Both arguments are borrowed from examples in totalitarian states. In the Germany of the 1930s, it is said, not every attack on Jews was undertaken at the behest of Hitler and his Nazi organisation. Some were on the initiative of local people, often neighbours, who had scores to settle and used the larger ideology of anti-Semitism as a cover. Likewise in China during the dreaded Cultural Revolution, the harassment of ‘capitalist roaders’ and ‘bourgeois deviants’ were often the handiwork of locals who waved Mao Zedong’s Red Book and dubbed themselves Red Guards.
In a democracy, however, the political culture is based on accommodation and tolerance of differences. However, it is undeniable that there is often a serious transmission loss (or, rather, distortion) in the way a big message is received in the communities. Those familiar with the Gandhian movements during the movement for freedom will know that everything done in the name of ‘Gandhi Maharaj’ carried the blessings of the Congress organisation.

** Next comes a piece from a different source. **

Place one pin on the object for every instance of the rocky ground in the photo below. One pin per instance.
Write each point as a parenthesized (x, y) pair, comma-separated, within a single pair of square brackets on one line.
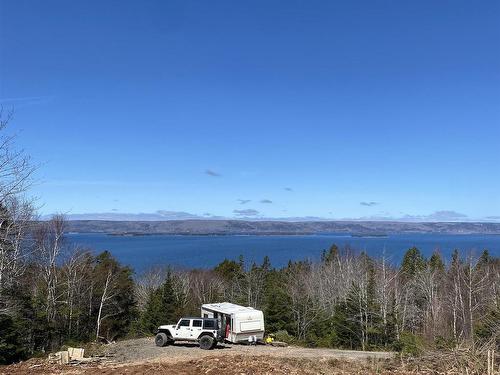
[(141, 356)]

This does not lessen the responsibility of political parties: it makes it more imperative to ensure that the Lakshman rekha of protest is not crossed. I cannot speak for the political establishment in London and how they cope with mobs undertaking social protest. In India, however, those in government have a special responsibility to ensure that socio-religious causes are kept within Constitutional norms. There may be different attitudes to beef eating ranging from the permissive to the intolerant: that is part of life. What, however, cannot be a part of life is for groups to claim a monopoly of all wisdom and debunk all those who think differently as ‘scumbags’ and ‘toffs.’